Deputies Willie O’Dea and Mary Lou McDonald spoke about the issue during Leader’s Questions in the Dáil today.

Image: Eamonn Farrell/Photocall Ireland

THE GOVERNMENT WAS questioned on the closure of garda stations in the Dáil today, as the doors remained shut on 95 such buildings this morning.

Minister for Social Protection, Joan Burton, took Leader’s Questions today, where Deputy Willie O’Dea and Sinn Féin deputy leader Mary Lou McDonald both tackled her on the issue of the closures.

Deputy O’Dea spoke about the Redemptorist priest Michael Cusack’s comments at the funeral of murdered Detective Garda Adrian Donohoe yesterday, where he urged fresh thinking on rural policing. He also brought up the concerns expressed by the opposition and members of the Garda Síochána on the issue.

He gave examples of people who have been targeted by criminals, and asked if the Government is “going to ignore and dismiss concerns” on the issue of the garda closures.

Operation Fiacla

Minister Burton said there had been changes in crime patterns in this country and that crime does affect rural areas but also all of the suburban areas of towns and cities. She said that Operation Fiacla has had significant success in tackling criminals, with 3,538 people arrested and 1,925 charged.

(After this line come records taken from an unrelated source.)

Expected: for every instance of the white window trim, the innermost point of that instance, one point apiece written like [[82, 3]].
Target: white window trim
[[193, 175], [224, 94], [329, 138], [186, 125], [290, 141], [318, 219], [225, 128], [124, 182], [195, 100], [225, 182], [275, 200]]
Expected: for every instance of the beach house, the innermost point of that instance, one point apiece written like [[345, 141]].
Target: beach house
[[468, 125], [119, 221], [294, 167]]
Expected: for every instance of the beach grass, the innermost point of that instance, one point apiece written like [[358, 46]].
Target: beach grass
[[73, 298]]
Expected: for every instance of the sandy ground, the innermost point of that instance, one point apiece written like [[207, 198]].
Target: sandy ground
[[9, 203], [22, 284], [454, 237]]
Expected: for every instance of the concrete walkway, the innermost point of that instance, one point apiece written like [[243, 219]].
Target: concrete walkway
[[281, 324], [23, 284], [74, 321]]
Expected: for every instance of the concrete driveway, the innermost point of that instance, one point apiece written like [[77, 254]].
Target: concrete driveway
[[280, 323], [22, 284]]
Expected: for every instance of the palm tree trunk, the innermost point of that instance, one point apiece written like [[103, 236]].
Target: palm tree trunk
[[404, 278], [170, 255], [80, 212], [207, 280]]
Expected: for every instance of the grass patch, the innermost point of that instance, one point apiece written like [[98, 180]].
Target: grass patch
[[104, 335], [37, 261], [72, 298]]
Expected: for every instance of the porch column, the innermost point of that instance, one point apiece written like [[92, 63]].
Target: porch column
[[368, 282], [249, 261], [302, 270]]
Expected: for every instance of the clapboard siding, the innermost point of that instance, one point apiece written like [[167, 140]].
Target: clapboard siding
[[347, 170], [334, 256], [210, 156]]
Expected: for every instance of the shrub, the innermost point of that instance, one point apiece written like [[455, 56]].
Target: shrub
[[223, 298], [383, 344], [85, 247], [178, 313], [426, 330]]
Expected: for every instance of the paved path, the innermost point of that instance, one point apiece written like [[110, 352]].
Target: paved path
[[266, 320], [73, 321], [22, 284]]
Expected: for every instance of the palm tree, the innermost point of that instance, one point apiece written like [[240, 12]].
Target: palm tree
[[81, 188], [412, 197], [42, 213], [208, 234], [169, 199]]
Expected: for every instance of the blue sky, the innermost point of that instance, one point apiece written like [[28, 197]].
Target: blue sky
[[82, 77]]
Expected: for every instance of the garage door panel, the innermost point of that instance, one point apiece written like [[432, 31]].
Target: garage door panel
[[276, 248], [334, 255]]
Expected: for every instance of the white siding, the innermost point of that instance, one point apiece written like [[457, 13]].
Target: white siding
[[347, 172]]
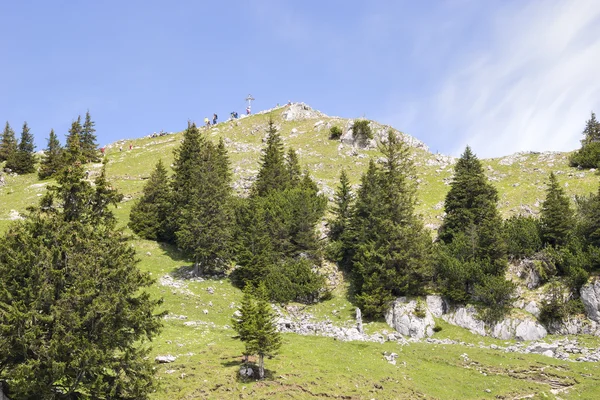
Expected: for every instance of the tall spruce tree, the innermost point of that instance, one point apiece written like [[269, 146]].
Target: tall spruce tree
[[52, 158], [22, 161], [265, 340], [390, 249], [273, 173], [556, 216], [74, 313], [150, 214], [89, 147], [588, 156], [342, 203], [8, 143], [202, 194], [471, 242]]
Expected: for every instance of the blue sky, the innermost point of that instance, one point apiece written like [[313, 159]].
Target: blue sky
[[502, 76]]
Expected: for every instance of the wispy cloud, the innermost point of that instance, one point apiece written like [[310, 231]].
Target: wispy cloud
[[531, 87]]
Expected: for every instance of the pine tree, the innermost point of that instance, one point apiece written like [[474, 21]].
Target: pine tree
[[273, 173], [265, 339], [8, 143], [73, 152], [244, 321], [389, 248], [471, 243], [252, 243], [588, 156], [556, 216], [292, 166], [89, 147], [591, 132], [22, 161], [150, 214], [202, 194], [52, 158], [75, 314]]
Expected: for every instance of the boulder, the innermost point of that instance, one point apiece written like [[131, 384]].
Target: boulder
[[590, 296], [401, 316], [529, 330], [246, 371], [466, 317], [165, 359], [437, 305]]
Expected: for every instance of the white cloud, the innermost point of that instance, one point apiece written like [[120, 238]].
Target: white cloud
[[533, 88]]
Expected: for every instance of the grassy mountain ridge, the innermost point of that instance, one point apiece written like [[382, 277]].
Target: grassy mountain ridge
[[197, 330], [520, 178]]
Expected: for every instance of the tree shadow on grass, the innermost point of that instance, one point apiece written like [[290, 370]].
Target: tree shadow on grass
[[173, 252]]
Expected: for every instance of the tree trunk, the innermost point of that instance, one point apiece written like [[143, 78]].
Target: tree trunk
[[261, 366]]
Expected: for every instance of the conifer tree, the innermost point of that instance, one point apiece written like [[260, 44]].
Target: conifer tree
[[52, 158], [150, 214], [343, 200], [202, 194], [8, 143], [265, 339], [390, 248], [89, 147], [588, 156], [22, 161], [74, 313], [243, 322], [556, 216], [293, 168], [272, 173], [471, 243]]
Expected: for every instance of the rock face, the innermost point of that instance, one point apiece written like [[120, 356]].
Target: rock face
[[401, 316], [300, 111], [590, 296], [465, 317]]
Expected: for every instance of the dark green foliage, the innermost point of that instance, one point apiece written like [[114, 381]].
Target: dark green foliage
[[252, 243], [256, 326], [294, 280], [471, 243], [149, 216], [276, 227], [89, 147], [273, 174], [523, 238], [589, 154], [8, 143], [586, 157], [52, 159], [558, 304], [72, 316], [73, 152], [292, 166], [495, 293], [342, 204], [22, 161], [388, 248], [202, 201], [361, 131], [556, 216], [335, 132], [244, 320]]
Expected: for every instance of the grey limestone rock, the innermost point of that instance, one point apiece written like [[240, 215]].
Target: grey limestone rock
[[590, 295], [401, 316]]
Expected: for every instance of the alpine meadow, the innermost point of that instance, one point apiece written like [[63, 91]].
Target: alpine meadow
[[288, 254]]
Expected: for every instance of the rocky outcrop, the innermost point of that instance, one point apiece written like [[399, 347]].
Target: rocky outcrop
[[590, 296], [466, 317], [403, 316]]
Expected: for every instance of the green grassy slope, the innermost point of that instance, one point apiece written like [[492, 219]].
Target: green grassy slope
[[208, 357]]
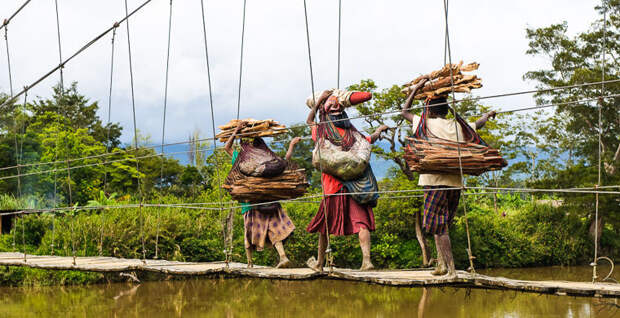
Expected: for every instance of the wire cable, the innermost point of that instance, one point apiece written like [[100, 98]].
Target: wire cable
[[78, 52], [135, 131], [456, 127], [241, 59], [62, 85], [8, 20], [217, 167]]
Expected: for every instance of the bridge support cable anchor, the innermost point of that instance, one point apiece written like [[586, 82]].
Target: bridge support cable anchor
[[600, 150]]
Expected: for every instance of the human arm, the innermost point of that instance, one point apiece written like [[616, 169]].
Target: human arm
[[359, 97], [291, 147], [315, 106], [377, 133], [231, 139], [405, 108], [483, 120]]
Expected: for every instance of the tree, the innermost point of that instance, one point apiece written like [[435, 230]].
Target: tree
[[573, 130], [76, 108]]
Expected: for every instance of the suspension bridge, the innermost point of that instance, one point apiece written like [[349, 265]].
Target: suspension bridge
[[413, 277]]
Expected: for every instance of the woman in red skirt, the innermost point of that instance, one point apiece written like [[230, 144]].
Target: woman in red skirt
[[345, 215]]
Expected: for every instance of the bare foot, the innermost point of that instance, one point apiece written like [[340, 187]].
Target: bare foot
[[367, 266], [284, 263], [439, 271], [449, 275], [314, 265]]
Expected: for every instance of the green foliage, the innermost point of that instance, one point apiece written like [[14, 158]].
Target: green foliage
[[569, 135]]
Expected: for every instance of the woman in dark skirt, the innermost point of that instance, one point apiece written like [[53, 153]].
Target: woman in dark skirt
[[265, 225]]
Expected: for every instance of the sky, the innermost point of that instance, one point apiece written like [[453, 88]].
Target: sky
[[390, 42]]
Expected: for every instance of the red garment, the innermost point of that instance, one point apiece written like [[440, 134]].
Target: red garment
[[359, 97], [330, 183], [345, 216]]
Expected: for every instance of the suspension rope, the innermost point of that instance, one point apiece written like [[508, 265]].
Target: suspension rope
[[600, 146], [108, 144], [62, 86], [78, 52], [135, 136], [241, 59], [456, 126], [62, 92], [217, 166], [19, 153], [6, 21], [163, 128], [328, 248], [339, 40]]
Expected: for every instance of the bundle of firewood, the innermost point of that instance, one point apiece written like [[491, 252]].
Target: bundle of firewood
[[440, 156], [290, 184], [254, 128], [441, 81]]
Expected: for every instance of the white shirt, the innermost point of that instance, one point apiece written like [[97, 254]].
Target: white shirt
[[446, 129]]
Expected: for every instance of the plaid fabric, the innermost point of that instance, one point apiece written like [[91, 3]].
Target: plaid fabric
[[265, 229], [439, 209]]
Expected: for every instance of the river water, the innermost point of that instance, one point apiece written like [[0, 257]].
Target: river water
[[240, 297]]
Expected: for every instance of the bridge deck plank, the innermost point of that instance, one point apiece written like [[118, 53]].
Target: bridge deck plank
[[383, 277]]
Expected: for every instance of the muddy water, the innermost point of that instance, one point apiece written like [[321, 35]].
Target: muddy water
[[319, 298]]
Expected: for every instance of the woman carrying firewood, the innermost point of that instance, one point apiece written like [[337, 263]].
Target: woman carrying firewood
[[440, 204], [350, 188], [264, 223]]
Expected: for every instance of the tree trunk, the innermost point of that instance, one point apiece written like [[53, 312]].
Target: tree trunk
[[421, 239]]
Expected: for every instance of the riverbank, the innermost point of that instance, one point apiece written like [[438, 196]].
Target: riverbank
[[245, 297], [520, 233]]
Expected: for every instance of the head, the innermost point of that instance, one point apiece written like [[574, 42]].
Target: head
[[332, 106], [439, 107], [335, 112]]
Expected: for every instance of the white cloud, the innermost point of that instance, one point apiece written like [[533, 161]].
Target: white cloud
[[388, 41]]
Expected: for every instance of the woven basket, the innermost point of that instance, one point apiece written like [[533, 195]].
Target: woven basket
[[290, 184], [439, 156]]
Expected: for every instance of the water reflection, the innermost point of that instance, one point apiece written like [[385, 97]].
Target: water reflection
[[263, 298]]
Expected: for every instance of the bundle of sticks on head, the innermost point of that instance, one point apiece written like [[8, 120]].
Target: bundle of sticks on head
[[439, 156], [442, 81], [290, 184], [254, 128]]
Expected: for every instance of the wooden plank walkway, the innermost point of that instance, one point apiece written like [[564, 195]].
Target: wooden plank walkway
[[383, 277]]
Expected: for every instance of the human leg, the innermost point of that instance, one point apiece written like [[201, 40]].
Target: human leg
[[440, 269], [443, 240], [284, 261], [317, 264], [364, 237]]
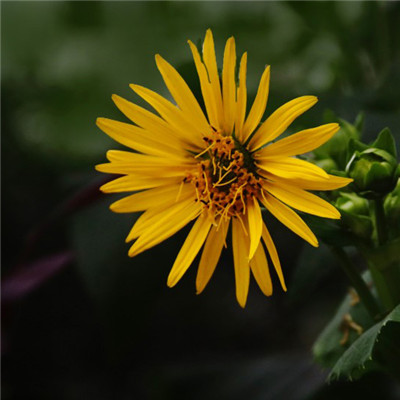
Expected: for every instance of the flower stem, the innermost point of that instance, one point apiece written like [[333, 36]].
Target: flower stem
[[357, 282], [380, 221]]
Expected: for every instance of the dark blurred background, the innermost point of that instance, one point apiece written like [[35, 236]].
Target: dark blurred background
[[81, 320]]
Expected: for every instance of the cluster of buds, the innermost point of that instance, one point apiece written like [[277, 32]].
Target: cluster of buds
[[375, 172]]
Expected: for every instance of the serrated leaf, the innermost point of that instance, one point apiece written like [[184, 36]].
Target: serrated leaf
[[359, 356]]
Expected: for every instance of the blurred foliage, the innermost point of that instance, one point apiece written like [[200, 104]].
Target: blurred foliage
[[107, 326]]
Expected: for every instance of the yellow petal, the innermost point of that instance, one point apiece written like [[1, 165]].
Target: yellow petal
[[291, 168], [211, 253], [152, 216], [280, 120], [258, 107], [302, 200], [301, 142], [255, 225], [188, 131], [240, 247], [167, 195], [333, 182], [136, 138], [229, 85], [241, 98], [132, 183], [210, 62], [189, 250], [147, 120], [289, 218], [259, 267], [274, 256], [206, 89], [181, 93], [165, 227], [142, 170]]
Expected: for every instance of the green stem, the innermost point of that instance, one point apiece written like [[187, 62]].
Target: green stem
[[389, 272], [380, 221], [357, 282]]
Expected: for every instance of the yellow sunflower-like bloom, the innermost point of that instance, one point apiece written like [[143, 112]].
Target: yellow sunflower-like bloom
[[216, 169]]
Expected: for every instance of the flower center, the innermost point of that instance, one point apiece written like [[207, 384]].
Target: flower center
[[226, 177]]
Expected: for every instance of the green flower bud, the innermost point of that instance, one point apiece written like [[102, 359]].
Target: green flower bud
[[327, 164], [352, 204], [392, 210], [374, 172], [354, 211], [336, 148]]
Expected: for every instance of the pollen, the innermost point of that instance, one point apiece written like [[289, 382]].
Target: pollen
[[224, 183]]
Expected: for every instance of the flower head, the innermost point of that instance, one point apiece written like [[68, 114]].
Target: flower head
[[217, 168]]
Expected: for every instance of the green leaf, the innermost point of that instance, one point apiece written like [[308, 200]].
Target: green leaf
[[328, 347], [385, 141], [359, 121], [359, 357]]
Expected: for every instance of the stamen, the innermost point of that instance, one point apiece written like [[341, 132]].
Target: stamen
[[180, 190], [205, 151]]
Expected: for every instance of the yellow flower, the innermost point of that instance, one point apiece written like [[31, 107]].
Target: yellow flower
[[216, 169]]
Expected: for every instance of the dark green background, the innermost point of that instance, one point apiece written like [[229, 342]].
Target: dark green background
[[106, 326]]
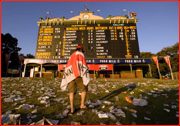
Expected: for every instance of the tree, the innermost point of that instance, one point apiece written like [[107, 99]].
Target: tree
[[9, 46], [154, 70], [173, 53]]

Minister Burton said that criminal methods have changed and the response of the gardaí has been to develop targeted policing methods to actually deal with the problem.

She suggested Deputy O’Dea “doesn’t seem to be aware of the work being done by gardaí”, which he refuted. She added that over the 12 months to the end of Q3 2012, the incidences of aggravated burglaries actually fell by 17 per cent.

Deputy Mary Lou McDonald also spoke on the issue, noting that the previous Fianna Fáil government had agreed with the Troika to cut garda numbers by 10 per cent by 2014.

She also said that at a 2012 Garda Representative Association conference, the then-president of the GRA Michael O’Boyce was due to criticise the cut in garda numbers in a speech, and the now Fianna Fáil justice spokesperson Niall Collins called for him to be removed.

Deputy McDonald said that the most common complaints citizens have is the response time of gardaíi, and that people living in rural areas are “ill at ease”. She said the closure of 100 stations is a matter of grave public concern.

Minister Burton said “you have to target resources” and it is very possible to do that with the development of modern policing methods. She concluded that garda management is working on a programme and a plan for more efficient policing for the 21st century.